I have invested internationally for 30 years, but have found that I was constantly tax loss harvesting my international index fund for the last 6-7 years. I have enough capital losses logged thanks to the international funds so I have decided to stick with a 2 fund portfolio of US total market and US total bond. I have been retired for 4 years and feel that the diversity of International is better left to those with decades to reap the benefits. This will be my first full year without an International index fund.

Thomas
Thomas
3 days ago
Reply to  Dan Wick

According to Portfolio Visualizer, an international index fund (VXUS) experienced a CAGR of 5.45% with dividend reinvestment from Jan 2014 to March 2021. Those aren’t whopping returns, but they aren’t abysmal either. At the end of the day, though, what’s most important is that you feel comfortable with your investments.

Although your viewpoint is not popular among readers of this site, at least you have good company: famously, both Warren Buffet and John Bogle dismissed international diversification.

Last edited 3 days ago by Thomas
Nicholas Clements
Nicholas Clements
5 days ago

I agree that my current international allocation of 27% needs to be raised to a minimum of 30%.

Leonard Go
Leonard Go
6 days ago

Maybe not providing the full diversification benefits, but my international exposure is through companies with a global footprint, but US- or UK-based.

Adam Grossman
Adam Grossman
8 days ago

According to an analysis by Vanguard, investors reap the maximum diversification benefit when international stocks account for around 40-50%. You can find the study at https://personal.vanguard.com/pdf/ISGGEB.pdf.

Thomas
Thomas
7 days ago
Reply to  Adam Grossman

True, but a few caveats:

As Figure 3 in that paper suggests, the bulk of the volatility reduction benefit can be reached with as little as a 20% international allocation for US-based investors. And as shown in Figure 4, the correlation between US and international equities has increased over time, reducing the global diversification benefit.

My takeaway is that it’s beneficial to have a fairly sizable international allocation, but the cost of a home bias for US investors probably isn’t huge. That’s assuming there isn’t a black swan event that causes extended US underperformance. Because of that risk, a higher international allocation is probably warranted.

Thomas
Thomas
6 days ago

Ah, good point!

Andrew F.
Andrew F.
8 days ago

I’m at around 34% and have been at that percentage for some time.

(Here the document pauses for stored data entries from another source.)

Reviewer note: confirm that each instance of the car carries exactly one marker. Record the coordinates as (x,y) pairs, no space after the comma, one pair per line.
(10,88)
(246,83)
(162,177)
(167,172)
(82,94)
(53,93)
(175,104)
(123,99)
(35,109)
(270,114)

My foreign exposure is mainly via Vanguard Total International Stock, which isn’t currency-hedged, while their Total International Bond is. The explanation Vanguard gave me is that they want the benefit (and will accept the risks) of currency swings in their international stock offering, but they want more stability in the bond fund in keeping with its role as ballast in a portfolio.

Last edited 8 days ago by Andrew F.
William Ehart
William Ehart
8 days ago

I agree that the Japan example is an important lesson in diversifying away from your home country, especially when there may be a financial bubble. But in my amateur opinion, I’m not so sure that lower valuations compensate for weaker accounting standards and potential government interference in all overseas markets, particularly China. So I’m uncomfortable investing as much there as world market cap would indicate. I have about 37% of my stock portfolio overseas.

Sanjib Saha
Sanjib Saha
8 days ago

I personally think that at least a third of the stock holdings should be in international. My own allocation is 60:40, though I don’t mind going even higher and resemble the Global stock allocation (through a single global fund like VT). I think some overweight to emerging market can be a good bet, especially compared to their valuation to the US counterpart. I have emerging market passive fund (IEMG) and Templeton Dragon CEF to bump my EM allocation.